The Government will also look to “secure a baseline level of key transport fuels to be kept onshore to act as buffer against supply shocks”. While that should help Australia meet the IEA’s 90-day rule, there is no commitment that the new investment will guarantee this.
Motorists could end up paying for the new initiative. The Government said it hoped there would be “minimal price impacts” and it would cost more if all refineries closed.
In an effort to boost Australia’s commitment to have more oil on hand, the Government spent $100 million earlier this year buying emergency fuel.

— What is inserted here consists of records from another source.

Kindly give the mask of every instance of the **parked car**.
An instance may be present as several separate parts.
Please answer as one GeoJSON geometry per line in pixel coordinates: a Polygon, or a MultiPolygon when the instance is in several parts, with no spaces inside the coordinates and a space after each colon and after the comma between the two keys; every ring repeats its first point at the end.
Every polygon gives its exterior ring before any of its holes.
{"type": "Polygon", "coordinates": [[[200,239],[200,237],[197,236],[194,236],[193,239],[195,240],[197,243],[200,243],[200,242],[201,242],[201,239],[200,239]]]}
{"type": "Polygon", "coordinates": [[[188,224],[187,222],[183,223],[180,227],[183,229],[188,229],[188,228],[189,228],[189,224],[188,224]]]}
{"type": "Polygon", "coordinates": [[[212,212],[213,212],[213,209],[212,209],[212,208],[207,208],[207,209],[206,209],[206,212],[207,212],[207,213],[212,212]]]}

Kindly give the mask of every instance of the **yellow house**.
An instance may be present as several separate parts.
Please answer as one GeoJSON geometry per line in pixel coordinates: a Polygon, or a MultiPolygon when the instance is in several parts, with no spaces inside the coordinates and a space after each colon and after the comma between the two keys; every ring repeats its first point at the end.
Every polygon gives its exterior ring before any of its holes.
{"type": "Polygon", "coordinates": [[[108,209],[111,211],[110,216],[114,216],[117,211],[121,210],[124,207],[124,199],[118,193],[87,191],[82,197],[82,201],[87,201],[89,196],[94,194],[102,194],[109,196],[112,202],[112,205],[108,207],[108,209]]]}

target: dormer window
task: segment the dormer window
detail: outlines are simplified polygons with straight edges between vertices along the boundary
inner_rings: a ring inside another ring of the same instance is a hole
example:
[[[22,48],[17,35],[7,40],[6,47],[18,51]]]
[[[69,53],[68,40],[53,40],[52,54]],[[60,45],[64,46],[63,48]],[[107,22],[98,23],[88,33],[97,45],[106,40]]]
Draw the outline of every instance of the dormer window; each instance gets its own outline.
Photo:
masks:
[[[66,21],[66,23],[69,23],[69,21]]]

However, the fuel isn’t in Australia, but is stored underground in Texas as part of the US’ Strategic Petroleum Reserve.
The move was questioned by Labor leader Anthony Albanese who said “the US is not New Zealand. It’s not next door” and said more domestic storage was needed.
Mr Taylor said at the time the Texas purchase was a “down payment” and on a “stronger and more secure fuel supply” for Australia.
Industry watchers have said that if Australia does not need the US-stored fuel it could later sell it for a profit.